Some governance action services invoke functions in external engines that are working with data and related assets. The GAF offers embeddable functions and APIs to simplify the implementation of governance action services, and their integration into the broader digital landscape, whilst being resilient and with good performance.
Watchdog governance service¶
The watchdog governance service monitors changes in the metadata and initiates one of the following as a result:
One example of a watchdog governance service is to monitor for new assets. Another example is to monitor the addition of open discovery reports and take action on their content.
Verification governance service¶
Verification governance services test the properties of specific open metadata elements to ensure they are set up correctly and do not indicate a situation where governance activity is required. The results returned from the verification governance service can be used to trigger other governance services as part of a governance action process.
The verification services may also publish guards to report on any errors it finds.
For example, it may check that a new asset has an owner, is set up with zones and includes a connection and a schema.
Triage governance service¶
Triage governance services run triage rules to determine how to manage a situation. This could be to initiate an external workflow, wait for manual decision or initiate a remediation request through either an external workflow or by creating a
ToDo for a specific person.
Remediation governance service¶
The remediation governance services perform updates to metadata. Examples of remediation services are duplicate linking and consolidation.
Provisioning governance service¶
A provisioning governance service invokes a provisioning service whenever a provisioning request is made. Typically, the provisioning service is an external service. It may also create lineage metadata to describe the work of the provisioning engine.
Implementing governance action services¶
Governance action services are open connectors that support the interfaces defined by the GAF. They may produce audit log records and exceptions, and they may make changes to metadata through the Open Metadata Access Services (OMAS).
A governance action service is passed a context as it is started. This provides access to the request type and associated parameters (name-value pairs) used to invoke the governance action service, along with a client to access open metadata through the Governance Engine OMAS.
This context is then specialized for each type of governance action service. Details of the specific context for each service can be found in the links above to the various governance action service types.
Configuring governance action services¶
A collection of related governance action services are grouped into governance action engines for deployment.
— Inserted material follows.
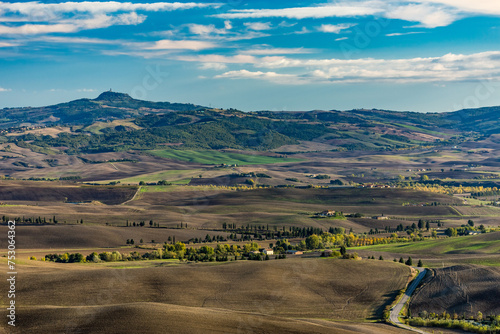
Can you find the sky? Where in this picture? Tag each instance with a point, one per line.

The governance action engine maps governance action request types to the governance action service that should be invoked along with.
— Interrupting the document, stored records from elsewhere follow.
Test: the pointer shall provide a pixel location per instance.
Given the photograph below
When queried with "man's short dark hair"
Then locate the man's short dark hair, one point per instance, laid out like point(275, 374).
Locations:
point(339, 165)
These definitions are created through the Governance Engine OMAS and are stored in the open metadata repositories.
Governance action engines are hosted in an Open Metadata Engine Service (OMES) running on one or more engine hosts. The Open Metadata Types used to define the governance action engines are located in 0461 governance action engines.
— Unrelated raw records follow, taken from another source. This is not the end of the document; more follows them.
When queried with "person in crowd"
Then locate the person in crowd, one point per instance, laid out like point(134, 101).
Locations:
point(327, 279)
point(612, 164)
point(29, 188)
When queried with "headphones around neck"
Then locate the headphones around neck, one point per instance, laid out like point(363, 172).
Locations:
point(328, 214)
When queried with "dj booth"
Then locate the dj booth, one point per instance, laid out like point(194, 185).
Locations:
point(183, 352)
Running governance action services¶
Governance action engines are hosted by the Governance Action OMES.
The engine services run in dedicated OMAG Server called the engine host. You can find instructions for configuring the engine services in the engine host in the administration guide.
The Governance Engine OMAS provides the services for:
- setting up the definitions of a governance action engine.
- configuring governance action processes.
- managing governance actions and incident reports.
A governance pack is a collection of pre-defined governance engines and services definitions plus governance service implementations.
A team can use the governance pack to distribute the governance engine function to different metadata ecosystems.